For each chunk returned (except the last), the inference text we need to show the user is choices.first!.delta.content field value of the OpenAIStreamResponse struct defined in the sample source code and populated by decoding the ChatCompletion chunk JSON string. The value of that field is concatenated to the llmResponse variable.

What else is there to consider? Errors! Specifically errors that can occur at the URL level, and HTTP errors that can be thrown during communications. More on that soon.

How the sample code works

The code using Apple Foundation technology (FoundationChatViewModel.swift) and the Alamofire project (AlamoFireChatViewModel.swift) each follow a fairly similar flow, so I’ll compare the two in parallel when presenting the code flow for making the vLLM inference call.

Note 

Be sure to have the sample code available to use. You’ll want to reference the sample code available from GitHub and set up Xcode to use it. Instructions for this are included in the article appendix.

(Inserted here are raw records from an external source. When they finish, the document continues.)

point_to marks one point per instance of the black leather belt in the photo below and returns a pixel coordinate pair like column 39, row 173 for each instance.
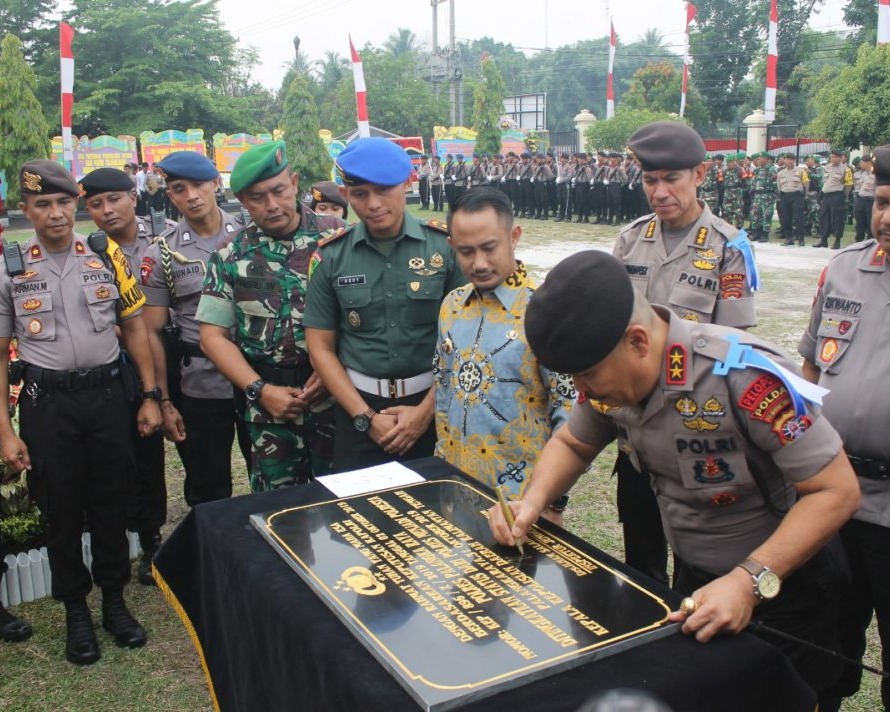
column 870, row 469
column 73, row 380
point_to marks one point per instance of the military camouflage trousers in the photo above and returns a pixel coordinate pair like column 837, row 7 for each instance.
column 762, row 207
column 283, row 454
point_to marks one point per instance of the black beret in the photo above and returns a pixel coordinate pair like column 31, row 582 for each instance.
column 667, row 145
column 44, row 177
column 106, row 180
column 881, row 161
column 580, row 313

The sendMessage method, common to both implementations, initiates an inference request. It performs basic error checking before delegating the actual call to the sendLLMRequest method, which handles the specific requirements of Foundation and Alamofire.

The initial step in the inference flow involves constructing the inference request for vLLM. For both implementations, it is crucial to validate the provided URL for the connection and ensure the HTTP request header and body are correctly configured.

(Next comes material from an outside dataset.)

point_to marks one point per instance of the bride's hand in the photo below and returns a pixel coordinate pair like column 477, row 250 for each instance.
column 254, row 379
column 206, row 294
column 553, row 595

The Foundation implementation encapsulates the HTTP request header and body setup within prepareURLRequest. This function returns a URLRequest to initiate a URL session upon success; otherwise, it throws a foundationAIInferenceError.

Conversely, the Alamofire implementation integrates these activities directly into the sendLLMrequest method. Should any error checks fail during this initial phase, an alamoFireAIInferenceError is thrown.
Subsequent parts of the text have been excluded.